University of Caen Basse-Normandie, EA4655 (team "Antibioresistance"), Medical School, Caen, France.
PLoS Pathog. 2012;8(8):e1002834. doi: 10.1371/journal.ppat.1002834. Epub 2012 Aug 2.
Oxidative stress serves as an important host/environmental signal that triggers a wide range of responses in microorganisms. Here, we identified an oxidative stress sensor and response regulator in the important multidrug-resistant nosocomial pathogen Enterococcus faecium belonging to the MarR family and called AsrR (antibiotic and stress response regulator). The AsrR regulator used cysteine oxidation to sense the hydrogen peroxide which results in its dissociation to promoter DNA. Transcriptome analysis showed that the AsrR regulon was composed of 181 genes, including representing functionally diverse groups involved in pathogenesis, antibiotic and antimicrobial peptide resistance, oxidative stress, and adaptive responses. Consistent with the upregulated expression of the pbp5 gene, encoding a low-affinity penicillin-binding protein, the asrR null mutant was found to be more resistant to β-lactam antibiotics. Deletion of asrR markedly decreased the bactericidal activity of ampicillin and vancomycin, which are both commonly used to treat infections due to enterococci, and also led to over-expression of two major adhesins, acm and ecbA, which resulted in enhanced in vitro adhesion to human intestinal cells. Additional pathogenic traits were also reinforced in the asrR null mutant including greater capacity than the parental strain to form biofilm in vitro and greater persistance in Galleria mellonella colonization and mouse systemic infection models. Despite overexpression of oxidative stress-response genes, deletion of asrR was associated with a decreased oxidative stress resistance in vitro, which correlated with a reduced resistance to phagocytic killing by murine macrophages. Interestingly, both strains showed similar amounts of intracellular reactive oxygen species. Finally, we observed a mutator phenotype and enhanced DNA transfer frequencies in the asrR deleted strain. These data indicate that AsrR plays a major role in antimicrobial resistance and adaptation for survival within the host, thereby contributes importantly to the opportunistic traits of E. faecium.
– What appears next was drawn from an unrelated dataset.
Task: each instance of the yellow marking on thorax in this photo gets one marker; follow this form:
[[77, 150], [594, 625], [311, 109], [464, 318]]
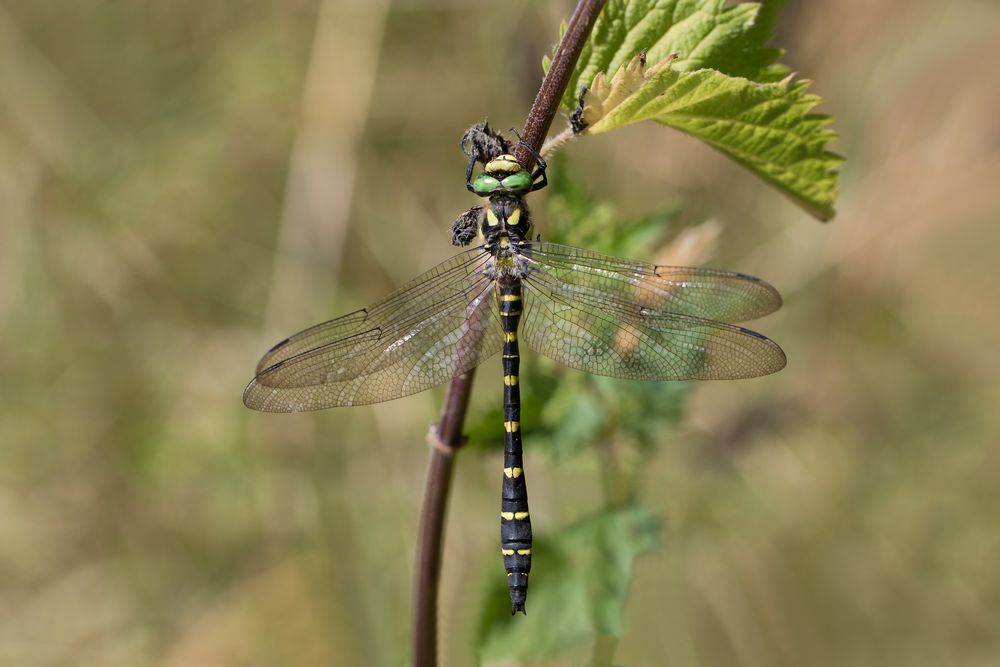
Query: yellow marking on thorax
[[503, 163]]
氧化应激作为一个重要的宿主/环境信号,触发了微生物的广泛反应。在这里,我们在属于 MarR 家族的重要多药耐药医院病原体粪肠球菌中鉴定出一种氧化应激传感器和响应调节剂,并将其命名为 AsrR(抗生素和应激响应调节剂)。AsrR 调节剂利用半胱氨酸氧化来感知过氧化氢,导致其与启动子 DNA 解离。转录组分析表明,AsrR 调控子由 181 个基因组成,包括代表不同功能的基因,涉及发病机制、抗生素和抗菌肽耐药、氧化应激和适应性反应。与 pbp5 基因的上调表达一致,该基因编码一种低亲和力青霉素结合蛋白,asrR 缺失突变体对β-内酰胺类抗生素的耐药性更高。asrR 缺失明显降低了氨苄西林和万古霉素的杀菌活性,这两种抗生素通常用于治疗肠球菌引起的感染,同时也导致了两种主要黏附素 acm 和 ecbA 的过度表达,从而增强了体外与人肠道细胞的黏附。asrR 缺失突变体还增强了其他致病特征,包括比亲本菌株在体外形成生物膜的能力更强,在 Galleria mellonella 定植和小鼠全身感染模型中的持久性更强。尽管氧化应激反应基因的过度表达,asrR 缺失与体外氧化应激抗性降低相关,这与吞噬细胞对其杀伤的抵抗力降低有关。有趣的是,两种菌株的细胞内活性氧水平相似。最后,我们观察到 asrR 缺失菌株表现出突变体表型和增强的 DNA 转移频率。这些数据表明,AsrR 在抗菌耐药性和适应宿主内生存方面发挥着重要作用,从而对粪肠球菌的机会性特征做出了重要贡献。